The Data Warehouse Toolkit Chapter I - notes
15 Nov 2014- Data Warehouses are analytical tools - based on them business is going to make decisions.
- It doesn’t have any sense to create a warehouse if nobody wants to use it.
- Warehouse needs to be:
- understandable by business people - using business vocabulary
- trustworthy
- consistent
- easily accessible
- adaptable (needs to change with business needs)
- secure
- fast enough
- Star schema - dimensional model implemented in RDBMS.
- Fact == bussiness measure
- Fact table - stores the performance measurements result from a business event. All measurement rows must be on the same grain (level of detail). This is a bedrock principle for dimensional modeling.
- The most useful facts are numeric and additive - it is possible to carry out aggregations on them.
- There are semi-additive facts (eg. account balance) - can be summed in general, but eg. not in time dimension.
- Facts are often described as continuously valued (dimensions can be discrete)
- Include only true activity (don’t fill fact tables with zeros - those zeros will probably overwhelm the whole table).
- Transaction grain fact tables are the most common.
- Fact tables have foreign keys to dimension tables.
- Fact table has own primary key composed of a subset of the foreign keys. This key is called a composite key.
- Every table having a composite key is a fact table - all other are dimension tables.
- Dimension tables contain context associated with the measurement event.
- They describe the “who, what, where, when, how, and why”.
- They have many columns/attributes (even up to 100!).
- Have fewer rows than fact tables - but are wide.
- Have a single primary key.
- Are a primary source of query constraints, groupings, report labels.
- Attributes should be described with actual human-understandable names
- In many ways, the data warehouse is only as good as the dimension attributes.
- Rule of a thumb:
Continuously valued numeric observations are almost always facts; discrete numeric observations drawn from a small list are almost always dimension attributes.
- Almost always dimension table space should be traded off for simplicity and accessability.
- Each business model should be modelled with its own star schema model.
- Kimball’s DW/BI architecture
- Comprises of four components:
- Operational source systems - systems the data is copied from
- ETL system - everything between presentation area and operational systems; basically tools which gather the data and pre-process it (extract), clean, combine multiple sources, de-duplicate, etc (generally speaking transform) and transfer data to target physical storage (load).
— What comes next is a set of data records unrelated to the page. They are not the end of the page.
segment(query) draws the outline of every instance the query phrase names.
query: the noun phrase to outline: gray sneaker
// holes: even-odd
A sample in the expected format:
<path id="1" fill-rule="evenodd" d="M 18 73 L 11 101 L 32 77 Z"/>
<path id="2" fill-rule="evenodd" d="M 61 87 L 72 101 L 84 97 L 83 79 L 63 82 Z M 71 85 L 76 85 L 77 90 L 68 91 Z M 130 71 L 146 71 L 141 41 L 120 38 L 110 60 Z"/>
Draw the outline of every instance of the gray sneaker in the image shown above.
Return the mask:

- Comprises of four components:
- Using a 3NF structure for ETL processing doesn’t have much sense - it would require to do a single ETL process from operational to that format, and then again extract-transform-load into presentation space.
- Presentation area (supporting business intelligence) - it is all BI sees from warehouse project. The data available to users should be fine-grained. It is necessary to be able to use the warehouse for ad-hoc queries.
- All dimensional structures need to be built using common, conformed dimensions.
- BI applications - from query tools to machine learning algorithms.
- Presentation area (supporting business intelligence) - it is all BI sees from warehouse project. The data available to users should be fine-grained. It is necessary to be able to use the warehouse for ad-hoc queries.
- Other (than Kimball’s) architectures:
- Data mart per company department (large duplication: of data, processes and funding).
- Corporate Information Factory - ingest data to Enterprise Data Warehouse (normalized to 3NF) and later pump it to individual departments’ data marts (summaries/aggregated data). EDW with fine-grain data is available to users.
- Hybrid - pretty much the same as CIF - but this time users can’t use EDW - atomic data is pushed to individual marts.
- “Pearls of wisdom”:
- Data needs to be on the most detailed level - summaries will never be able to answer all questions.
- Dimensions should be organized around business processes - not around departments.
- Dimensional models are scalable (? no evidence provided).
- Dimensional models are for ad-hoc usage (aggregation, summing etc - only for performance reasons and addition to raw data).
- Need to rely on conformed naming schemes to be able to integrate dimensional models with outside tools.